Synthetic AHNs have been deployed for efficient long-sequence modeling in neural LLMs (Fang et al., 8 Oct 2025). By maintaining a lossless sliding window (short-term memory) and compressing out-of-window information into a fixed-size recurrent summary (long-term memory), architectures such as AHN-GatedDeltaNet enable scaling to much longer contexts while drastically reducing memory cache and FLOPs.

For instance:

$$h_{t-W} = \alpha(x_{t-W})(I - \beta(x_{t-W})k_{t-W}^\top k_{t-W})h_{t-W-1} + \beta(x_{t-W}) k_{t-W}^\top v_{t-W}$$

Models augmented with AHNs outperform sliding window baselines and achieve competitive scores with full-attention Transformers, with up to 74% memory reduction and 40% inference FLOPs savings on long-context LV-Eval benchmarks (Fang et al., 8 Oct 2025).

On neuromorphic hardware (SpiNNaker), spike-based AHNs achieve energy-efficient, real-time memory operations, learning in a few milliseconds per memory and recalling in six time steps (Casanueva-Morato et al., 2022, Casanueva-Morato et al., 2023).
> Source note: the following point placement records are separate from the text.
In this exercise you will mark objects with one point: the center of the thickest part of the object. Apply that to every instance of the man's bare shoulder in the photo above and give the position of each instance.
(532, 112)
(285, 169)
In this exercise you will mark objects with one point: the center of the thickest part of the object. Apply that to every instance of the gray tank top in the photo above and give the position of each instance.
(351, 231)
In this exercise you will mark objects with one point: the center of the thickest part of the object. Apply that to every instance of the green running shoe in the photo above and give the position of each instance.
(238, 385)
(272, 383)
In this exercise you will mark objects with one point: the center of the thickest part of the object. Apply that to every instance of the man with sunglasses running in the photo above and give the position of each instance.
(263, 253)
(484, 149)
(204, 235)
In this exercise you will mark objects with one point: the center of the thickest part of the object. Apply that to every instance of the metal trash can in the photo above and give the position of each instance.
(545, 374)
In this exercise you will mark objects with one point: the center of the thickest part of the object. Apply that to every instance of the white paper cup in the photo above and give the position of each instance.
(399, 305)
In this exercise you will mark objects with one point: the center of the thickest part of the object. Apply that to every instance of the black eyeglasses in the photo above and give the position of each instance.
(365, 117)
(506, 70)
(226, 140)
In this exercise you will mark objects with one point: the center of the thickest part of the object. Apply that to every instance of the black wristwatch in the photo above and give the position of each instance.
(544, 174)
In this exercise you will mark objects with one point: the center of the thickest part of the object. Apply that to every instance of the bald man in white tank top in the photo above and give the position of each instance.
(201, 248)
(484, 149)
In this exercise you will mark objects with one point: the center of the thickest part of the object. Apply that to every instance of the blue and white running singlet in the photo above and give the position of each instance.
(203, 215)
7. Structural Organization, Temporal Dynamics, and Heterogeneity

AHNs may take inspiration from dynamic organizational features of the biological hippocampus and entorhinal cortex, namely liquid core–periphery structures and temporally heterogeneous connectivity (Pedreschi et al., 2020). Adaptive centrality, network state transitions, and switching “connectivity styles” (e.g., persistent core streamers versus bursty peripheral callers) promote robustness and flexible routing of information. Temporal measures (e.g., cosine similarity of weighted connections) serve as plausible feedback signals for self-organizing artificial systems.
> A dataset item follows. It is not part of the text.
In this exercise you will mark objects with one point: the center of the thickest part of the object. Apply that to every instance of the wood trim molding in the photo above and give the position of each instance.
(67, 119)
Summary Table: AHN Features and Corresponding Biological Principles

AHN Attribute	Biological Analogue	Mathematical/Algorithmic Principles
Neurogenesis, Apoptosis	DG cell turnover	Structural plasticity, memory capacity regulation
Unified STDP + Homeostasis	Synaptic plasticity + inhibition	Multi-timescale learning, $\dot{W}^{ij}$ equations
Content-Addressability	CA3 attractor dynamics	All-to-all STDP, bidirectional cue/content recall
Pattern Separation & Completion	DG (separation), CA3 (completion)	Top-$k$ selection, Hopfield network
Episodic Encoding & Rapid Recall	Theta/gamma-modulated learning	Local credit assignment, one-shot training
Context Modulation	EC direct/indirect input	Context-sensitive bias, $o(x) = f(Ax + B\hat{x})$
Multimodal Representation	Concept cells, multimodal coding	Contrastive loss, RSA, multimodal network training
Efficient Compression (for LTM)	Memory consolidation, MSM	Recurrent summarization, AHN-GDN formulas
Temporal Heterogeneity & States	Core–periphery, network states	Coreness, liquidity, $\Theta^i(t)$ coefficients

Conclusion and Future Directions

Artificial Hippocampus Networks (AHNs) integrate structural plasticity, recurrent and spiking dynamics, pattern separation/completion, content-addressability, and multimodal/contextual coding to emulate functional principles of the biological hippocampus. Effective implementations span standard neural hardware, neuromorphic SNN platforms, and modern Transformer frameworks for long-context tasks. Ongoing research focuses on dynamic reconfiguration, continual learning, cross-modal generalization, and biologically faithful adaptation mechanisms for robust, energy-efficient and scalable memory systems.